Intra refresh helps with packet loss if your connection is bad, but you'll find out what's best when you test it in practice. I didn't mean to point to the low-latency and intra-refresh stuff but to the overall description of x264's properties in a streaming scenario.

Quote
and also cutting into small-ish chunks makes content delivery, rewind and other things easier without needing a streaming server

Well, sounds like you're going to code the streaming server stuff yourself to be able to stream and play those chunked files. Isn't that more difficult than using some existing solution that can be extended to store the stream and seek?

Quote
I think I still have the issue that goes - If I want to get the efficiency of mb-tree/rc-lookahead, then don't I need to give x 264 a 'whole' file, or is it the case that if I pipe in the input, and pipe out the output, then x264 will spit out chunks at a time (presumably based on keyint etc.)

I haven't used libx264 directly, but I guess it works in about the same way as the CLI: you pipe the raw video in, x264 buffers as many frames as it needs for lookahead and other stuff, and it outputs the encoded video as the encoding progresses, frame at a time (in decoding order).
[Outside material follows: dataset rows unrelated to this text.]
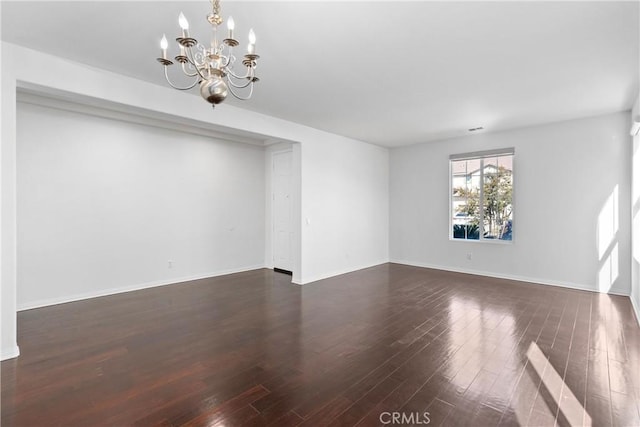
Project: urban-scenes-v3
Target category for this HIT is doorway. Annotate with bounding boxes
[271,150,294,274]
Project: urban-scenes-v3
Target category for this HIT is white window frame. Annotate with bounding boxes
[449,147,516,245]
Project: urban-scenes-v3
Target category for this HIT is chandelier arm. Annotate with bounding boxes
[226,68,254,80]
[164,67,199,90]
[182,62,198,77]
[229,82,253,101]
[227,78,253,89]
[185,48,206,80]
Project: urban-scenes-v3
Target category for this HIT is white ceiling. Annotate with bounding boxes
[1,0,640,147]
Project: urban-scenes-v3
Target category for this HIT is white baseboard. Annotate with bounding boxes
[389,260,629,296]
[0,345,20,360]
[18,264,265,311]
[293,260,389,285]
[629,296,640,326]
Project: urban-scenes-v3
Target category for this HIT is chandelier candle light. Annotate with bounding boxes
[157,0,260,107]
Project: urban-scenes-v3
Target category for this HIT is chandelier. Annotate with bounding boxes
[157,0,260,107]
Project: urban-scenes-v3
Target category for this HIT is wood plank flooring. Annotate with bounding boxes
[1,264,640,427]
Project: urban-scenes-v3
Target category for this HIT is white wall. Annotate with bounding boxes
[301,137,389,283]
[390,113,631,295]
[17,103,265,309]
[630,94,640,324]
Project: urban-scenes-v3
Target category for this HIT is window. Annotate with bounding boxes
[449,148,514,241]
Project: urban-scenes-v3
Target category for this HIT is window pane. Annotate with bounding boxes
[451,159,480,240]
[450,153,513,244]
[482,156,513,240]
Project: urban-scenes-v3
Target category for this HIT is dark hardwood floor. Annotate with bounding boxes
[2,264,640,427]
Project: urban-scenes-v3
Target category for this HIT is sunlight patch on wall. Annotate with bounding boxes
[597,185,619,260]
[598,243,619,292]
[596,185,620,292]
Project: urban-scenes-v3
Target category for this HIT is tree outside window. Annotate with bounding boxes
[451,149,513,241]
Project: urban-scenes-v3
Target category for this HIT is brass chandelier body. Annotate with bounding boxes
[157,0,260,107]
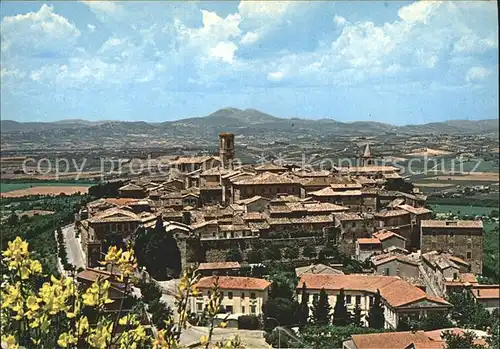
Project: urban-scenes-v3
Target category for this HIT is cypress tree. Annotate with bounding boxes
[312,288,332,325]
[368,290,385,329]
[299,282,309,325]
[333,289,349,326]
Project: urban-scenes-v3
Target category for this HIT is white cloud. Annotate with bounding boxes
[398,1,443,24]
[333,15,346,27]
[240,32,259,45]
[82,0,120,13]
[465,67,491,82]
[0,4,80,54]
[0,68,26,79]
[210,41,238,64]
[238,1,294,20]
[267,71,285,81]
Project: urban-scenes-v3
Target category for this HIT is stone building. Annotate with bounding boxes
[190,276,271,316]
[420,220,484,274]
[297,274,452,329]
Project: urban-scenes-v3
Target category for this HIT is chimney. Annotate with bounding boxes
[182,211,191,225]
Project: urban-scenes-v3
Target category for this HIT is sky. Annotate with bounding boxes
[0,1,498,125]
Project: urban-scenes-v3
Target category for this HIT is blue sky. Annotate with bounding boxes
[0,1,498,125]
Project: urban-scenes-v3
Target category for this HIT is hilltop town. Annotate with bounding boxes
[52,133,500,349]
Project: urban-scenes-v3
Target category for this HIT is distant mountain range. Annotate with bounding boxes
[1,108,499,145]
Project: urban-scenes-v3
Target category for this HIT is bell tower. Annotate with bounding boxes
[219,132,234,168]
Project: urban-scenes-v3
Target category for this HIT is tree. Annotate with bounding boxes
[312,288,332,325]
[226,248,243,262]
[351,304,363,327]
[302,245,316,258]
[299,282,309,325]
[416,312,453,331]
[368,290,385,329]
[333,289,349,326]
[134,217,181,280]
[264,245,281,261]
[262,298,299,328]
[442,331,486,349]
[284,246,300,259]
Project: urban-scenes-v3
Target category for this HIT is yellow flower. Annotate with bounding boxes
[2,335,19,349]
[76,316,89,336]
[82,280,113,307]
[26,296,40,311]
[57,332,78,348]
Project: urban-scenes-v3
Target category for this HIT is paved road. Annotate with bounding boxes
[62,224,85,269]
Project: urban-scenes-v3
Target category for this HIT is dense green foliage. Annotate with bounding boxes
[238,315,260,330]
[0,195,90,275]
[134,217,181,280]
[311,288,332,325]
[333,289,349,326]
[367,290,385,329]
[443,331,486,349]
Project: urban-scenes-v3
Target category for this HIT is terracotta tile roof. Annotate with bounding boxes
[336,165,401,173]
[254,162,287,171]
[198,262,241,270]
[420,220,483,229]
[333,212,363,222]
[297,274,450,307]
[304,202,349,212]
[309,187,361,196]
[352,331,445,349]
[295,264,344,277]
[357,238,381,245]
[472,285,500,299]
[373,229,406,241]
[118,184,143,191]
[375,210,408,217]
[237,195,271,205]
[234,172,299,185]
[330,182,363,189]
[398,204,432,215]
[197,276,271,291]
[170,156,215,165]
[88,207,139,223]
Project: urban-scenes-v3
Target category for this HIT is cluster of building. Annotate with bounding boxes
[72,133,499,328]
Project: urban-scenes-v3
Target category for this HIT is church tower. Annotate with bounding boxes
[219,132,234,168]
[361,143,373,166]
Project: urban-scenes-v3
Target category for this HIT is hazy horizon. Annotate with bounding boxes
[0,1,498,126]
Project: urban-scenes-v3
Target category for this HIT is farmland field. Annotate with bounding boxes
[430,204,495,216]
[0,183,90,198]
[0,182,92,193]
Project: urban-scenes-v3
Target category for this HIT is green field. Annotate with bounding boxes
[0,181,93,193]
[430,204,495,216]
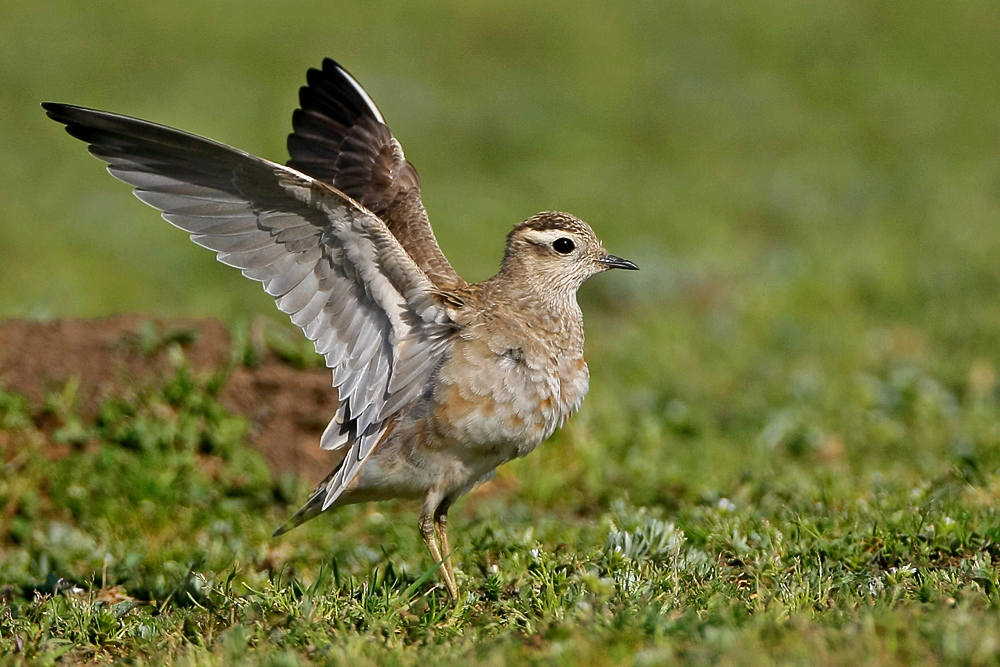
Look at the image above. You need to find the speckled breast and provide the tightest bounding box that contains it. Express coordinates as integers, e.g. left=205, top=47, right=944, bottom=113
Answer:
left=431, top=337, right=589, bottom=459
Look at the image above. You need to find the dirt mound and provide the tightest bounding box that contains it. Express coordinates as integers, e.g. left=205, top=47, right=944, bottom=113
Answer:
left=0, top=315, right=337, bottom=482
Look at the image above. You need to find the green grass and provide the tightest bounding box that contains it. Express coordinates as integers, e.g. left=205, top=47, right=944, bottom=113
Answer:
left=0, top=0, right=1000, bottom=665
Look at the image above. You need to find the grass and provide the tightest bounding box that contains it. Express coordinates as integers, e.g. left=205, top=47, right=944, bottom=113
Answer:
left=0, top=0, right=1000, bottom=665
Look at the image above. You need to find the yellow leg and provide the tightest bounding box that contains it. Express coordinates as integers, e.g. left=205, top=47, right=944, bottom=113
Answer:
left=434, top=503, right=458, bottom=599
left=420, top=514, right=458, bottom=600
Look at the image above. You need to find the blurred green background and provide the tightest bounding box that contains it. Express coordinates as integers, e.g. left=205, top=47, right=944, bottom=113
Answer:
left=0, top=0, right=1000, bottom=486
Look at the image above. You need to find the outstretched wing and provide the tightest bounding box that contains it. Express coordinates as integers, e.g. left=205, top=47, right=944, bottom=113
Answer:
left=42, top=103, right=454, bottom=509
left=288, top=58, right=466, bottom=289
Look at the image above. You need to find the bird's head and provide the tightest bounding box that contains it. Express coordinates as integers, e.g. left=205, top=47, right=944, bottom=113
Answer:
left=503, top=211, right=639, bottom=292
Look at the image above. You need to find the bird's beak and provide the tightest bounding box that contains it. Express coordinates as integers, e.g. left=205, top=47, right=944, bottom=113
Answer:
left=597, top=255, right=639, bottom=271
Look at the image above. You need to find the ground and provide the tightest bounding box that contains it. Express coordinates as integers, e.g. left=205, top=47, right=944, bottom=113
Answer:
left=0, top=316, right=1000, bottom=664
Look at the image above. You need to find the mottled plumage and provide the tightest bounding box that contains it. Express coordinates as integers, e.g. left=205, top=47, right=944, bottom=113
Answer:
left=43, top=60, right=636, bottom=596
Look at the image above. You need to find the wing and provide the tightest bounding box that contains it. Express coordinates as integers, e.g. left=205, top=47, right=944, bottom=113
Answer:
left=42, top=103, right=454, bottom=509
left=288, top=58, right=466, bottom=289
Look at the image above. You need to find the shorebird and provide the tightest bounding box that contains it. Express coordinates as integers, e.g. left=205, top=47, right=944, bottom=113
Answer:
left=42, top=59, right=638, bottom=598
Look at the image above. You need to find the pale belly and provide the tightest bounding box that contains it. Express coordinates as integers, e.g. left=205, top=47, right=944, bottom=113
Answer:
left=344, top=348, right=589, bottom=503
left=430, top=344, right=589, bottom=467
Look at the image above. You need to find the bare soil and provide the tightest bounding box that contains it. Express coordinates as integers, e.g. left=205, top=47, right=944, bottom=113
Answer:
left=0, top=315, right=337, bottom=482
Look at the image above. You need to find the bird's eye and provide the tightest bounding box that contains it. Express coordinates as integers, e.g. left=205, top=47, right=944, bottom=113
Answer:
left=552, top=238, right=576, bottom=255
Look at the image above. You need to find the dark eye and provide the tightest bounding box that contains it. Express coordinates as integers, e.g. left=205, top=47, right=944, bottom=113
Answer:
left=552, top=238, right=576, bottom=255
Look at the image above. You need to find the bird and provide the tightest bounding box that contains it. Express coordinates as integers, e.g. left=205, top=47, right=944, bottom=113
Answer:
left=42, top=58, right=638, bottom=599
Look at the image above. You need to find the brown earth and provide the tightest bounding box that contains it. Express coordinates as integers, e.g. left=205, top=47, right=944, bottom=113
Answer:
left=0, top=315, right=337, bottom=482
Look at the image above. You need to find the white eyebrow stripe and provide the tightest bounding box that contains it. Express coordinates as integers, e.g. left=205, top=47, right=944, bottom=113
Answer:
left=337, top=65, right=385, bottom=125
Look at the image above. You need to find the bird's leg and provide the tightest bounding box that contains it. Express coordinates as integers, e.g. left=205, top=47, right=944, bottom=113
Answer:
left=434, top=499, right=458, bottom=599
left=420, top=503, right=458, bottom=599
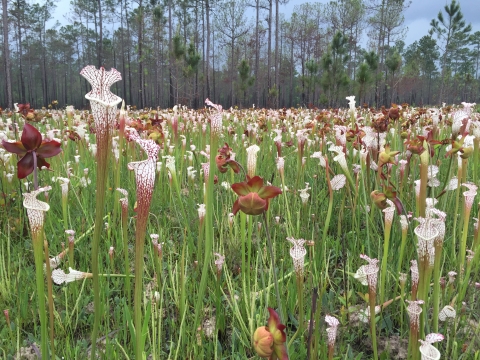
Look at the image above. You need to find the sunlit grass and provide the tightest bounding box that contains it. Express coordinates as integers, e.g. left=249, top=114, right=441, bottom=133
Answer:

Or actually you call the encoding function for each frame that you want to output and it takes the time it needs.

Quote
Is this output  then .264 ?

If you use libx264 in your own application, you'll get an elementary stream that you can mux to whatever container you want.
« Last Edit: November 26, 2010, 10:07:50 AM by nm »

Offline jimd

  • Member
  • Posts: 19
    • View Profile
Re: Camera/ chipset / x264 encoding pipeline
« Reply #9 on: November 26, 2010, 02:24:11 PM »
Thanks for the points - it makes a lot of sense - I get my testing rig on Monday - so I'll report back some time later in the week on how it has gone.